Saturday, August 25, 2007

Thoughts about Stockholm Syndrome

The other day, I was reading up on the grand adventures of Ms. Hearst, and there's a link there to the counter-intuitive phenomenon of Stockholm Syndrome.

In a nutshell, Stockholm Syndrome is where, if you kidnap somebody, cut off all their contact with their friends and family ("their group"), treat them like crap for a long period of time, and then gradually ease off on them until they are treated like one of your family or group, they will transfer their loyalties away from their old group to yours.

From a historical perspective, this phenomenon isn't actually all that new. Humans have known about it, at least implicitly & experientially. Raiding for wives & slavery-manumission cycles are quite attested for, everywhere in the world. I have heard one somewhat tenuous interpretation that the honey-moon was originally a kidnapping-elopment that lasted one month before they returned to the husband's group as a couple. It's probably not that factually true, but it makes an entertaining anecdote. Come to think about it, the use of one month is probably to guarantee impregnation so that the kidnapped wife would feel bound to the husband to support her imminent and-as-yet unborn child.

From my own studies in Amerindian history, capturing of warriors for one's own tribe was pretty common. Though, anti-capturing of warriors (steal the women, kill all the men) was common as well. A journal entry of those that first met Chief Seattle (Sealth) of the Duwamish* was told the story of how some number of years before that a raiding party was sent against the Duwamish. The raiders were ambushed in creek-shed and captured. Among the people that the writer met were some of the people captured - when released, they refused to return to their tribe of origin, "Because of Chief Seattle's Great Magnanimity."

* Insert Mini-Rant Here: While I was living in Seattle, I heard word that the Federal Government (*ahem* Bush) had refused to grant tribal status to the Duwamish Nation because of a 5-year lapse of enrollment in the 1920s. Gee, thanks - take a tribe that is struggling to maintain its identity after 150 years - to whom you ower the land greatest port in the US Pacific Northwest - and then refuse to let them have their identity because they struggled to maintain it the the past.

The numerous anecdotes of Puritan & European settlers that would refuse to return to the colonies after their capture by Iroquois/Abenaki/Potowatomi (sp?) may be a reflection of those tribes' great valuation of personal liberty & value in comparison to monarchical Europe; but it might also be a sign of these captives identification with their new group.

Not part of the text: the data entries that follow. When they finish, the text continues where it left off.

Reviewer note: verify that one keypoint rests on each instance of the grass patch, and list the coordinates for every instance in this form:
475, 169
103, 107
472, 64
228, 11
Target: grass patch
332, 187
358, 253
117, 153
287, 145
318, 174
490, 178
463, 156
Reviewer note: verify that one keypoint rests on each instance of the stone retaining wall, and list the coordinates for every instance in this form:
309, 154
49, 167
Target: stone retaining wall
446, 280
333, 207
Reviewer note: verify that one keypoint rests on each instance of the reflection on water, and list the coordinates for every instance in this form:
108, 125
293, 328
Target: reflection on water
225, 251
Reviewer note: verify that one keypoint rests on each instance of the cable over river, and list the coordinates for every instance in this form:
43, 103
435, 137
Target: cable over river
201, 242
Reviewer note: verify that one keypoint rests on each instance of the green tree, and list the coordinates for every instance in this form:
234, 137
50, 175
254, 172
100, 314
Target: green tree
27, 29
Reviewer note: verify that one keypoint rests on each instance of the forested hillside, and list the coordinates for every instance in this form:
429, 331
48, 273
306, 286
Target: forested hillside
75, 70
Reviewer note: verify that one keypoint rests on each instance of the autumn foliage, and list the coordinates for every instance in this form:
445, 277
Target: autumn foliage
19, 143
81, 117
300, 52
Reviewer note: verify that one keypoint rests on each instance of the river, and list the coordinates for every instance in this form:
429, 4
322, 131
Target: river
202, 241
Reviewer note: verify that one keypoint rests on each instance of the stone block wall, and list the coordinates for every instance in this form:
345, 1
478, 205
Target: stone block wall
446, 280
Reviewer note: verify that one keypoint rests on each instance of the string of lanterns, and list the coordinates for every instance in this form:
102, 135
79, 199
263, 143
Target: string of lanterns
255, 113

But on the face of it, it seems odd that something that essentially a crushing & manipulation individual will would be so widespread and forceful to a person. One would naively think that a person in such circumstances would cling to the memory of what they had ever so much more, since that is all that they have in such a hostile situation. Such a counter-intiutive development makes me wonder if, biologically, the wife & warrior capturing behaviors are something that people have been practicing for millions of years. If they are a biologically beneficial, if individually detrimental, behavior. After all, humans often operate on the social level, and a person that is flexible enough to adapt to their new environment rather than fight it to their death, is probably more likely to survive to have kids.

1 comment:

Cajeme said...

P.S. - I saw this while I was fishing for links in the article above. Maybe somebody has beat me to the punch in my musings (^_^).